Konyolnya, di Sekolah Tinggi Teologi yang lebih mengedepankan rasio, pengalaman dengan Tuhan dipandang sebagai subjektivitas yang membahayakan, tidak valid, tidak sah, tidak tepat dalam berurusan dengan Allah. Bayangkan kalau seorang pembicara sudah demikian, bagaimana dengan jemaat? Kita harus dengan segenap hati mencari Tuhan. Tidak boleh merasa puas dengan pengalaman yang kita miliki, yang selama ini dimaknai sebagai perjumpaan dengan Tuhan. Itu bisa fantasi. Memang bisa merupakan perjumpaan dengan Allah, tetapi masih tipis. Kalau masih tipis, masih belum berkualitas tinggi, maka tidak akan memberi dampak yang kuat di dalam hidup. Perjumpaan dengan Allah pasti membuat seseorang luar biasa; tidak mungkin biasa-biasa saja.
Kalau perjumpaan itu benar dan seseorang berjalan dengan Tuhan secara benar, berjalan dengan Sumber Hidup, Sumber Hikmat, Sumber Marifat, Sumber Berkat, pasti luar biasa. Jangan sampai kita merasa sudah cukup dengan apa yang telah kita pahami tentang Allah, atau yang telah kita alami mengenai Tuhan. Harus ada kehausan akan Tuhan. Bagi para teolog, jangan karena kaya dengan argumentasi atau pengetahuan tentang Allah, sehingga tidak sungguh-sungguh mencari Tuhan untuk mengalami perjumpaan dengan Tuhan.
Banyak orang, termasuk hamba-hamba Tuhan, merasa cukup dengan pengetahuan tentang Allah yang dia miliki. Dari peta hidupnya, kita sudah bisa mengukur. Atau dari kehidupannya, nampak peta hidupnya. Jelas, belum berjumpa dengan Tuhan. Tidak ada keelokan atau keindahan yang memancar.
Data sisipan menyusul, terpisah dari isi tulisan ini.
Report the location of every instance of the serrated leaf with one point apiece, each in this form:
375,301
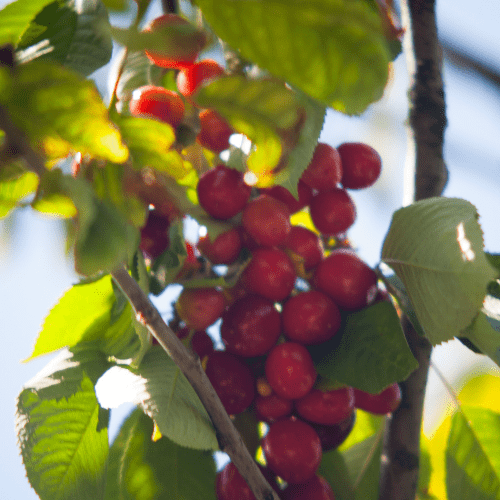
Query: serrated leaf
141,469
333,50
61,111
472,456
435,246
62,429
165,395
372,353
69,33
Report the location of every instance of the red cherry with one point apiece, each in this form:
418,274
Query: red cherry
306,244
232,380
267,220
385,402
200,307
292,450
188,47
215,132
310,318
317,488
361,165
343,276
251,326
270,273
328,407
290,370
333,212
192,77
222,192
325,169
224,249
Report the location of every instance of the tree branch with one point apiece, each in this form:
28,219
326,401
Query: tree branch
425,176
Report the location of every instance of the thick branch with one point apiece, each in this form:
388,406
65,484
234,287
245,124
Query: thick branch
229,439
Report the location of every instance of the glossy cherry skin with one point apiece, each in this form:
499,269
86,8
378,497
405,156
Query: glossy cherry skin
270,273
361,165
200,307
333,212
292,450
325,169
343,276
290,370
379,404
222,192
326,407
267,220
310,318
215,131
232,380
317,488
251,326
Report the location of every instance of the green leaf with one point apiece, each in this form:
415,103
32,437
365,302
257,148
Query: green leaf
16,17
62,112
472,456
435,246
140,469
70,34
162,391
333,50
62,429
372,353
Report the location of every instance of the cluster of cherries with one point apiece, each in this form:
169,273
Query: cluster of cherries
269,318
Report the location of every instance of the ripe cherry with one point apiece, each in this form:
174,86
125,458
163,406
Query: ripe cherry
222,192
325,169
290,370
310,318
200,307
251,326
159,103
215,131
292,450
267,220
270,273
361,165
232,380
190,78
333,212
343,276
385,402
326,407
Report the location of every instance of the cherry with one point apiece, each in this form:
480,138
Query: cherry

Kalau seorang hamba Tuhan, akan lebih jelas lagi. Tidak “basah” pada waktu berkhotbah. Tidak ada belas kasihan yang dalam untuk orang lain. Tidak ada kesucian yang memancar. Kehidupannya tidak menjadi berkat, tidak bisa berbagi untuk orang lain. Kering kerontang. Siapa pun kita, kalau mengalami perjumpaan dengan Tuhan, pasti luar biasa. Tuhan pasti membuat kita luar biasa. Tidak mungkin kita dibuat Tuhan terpuruk.
Orang yang mengalami perjumpaan dengan Tuhan, pasti luar biasa.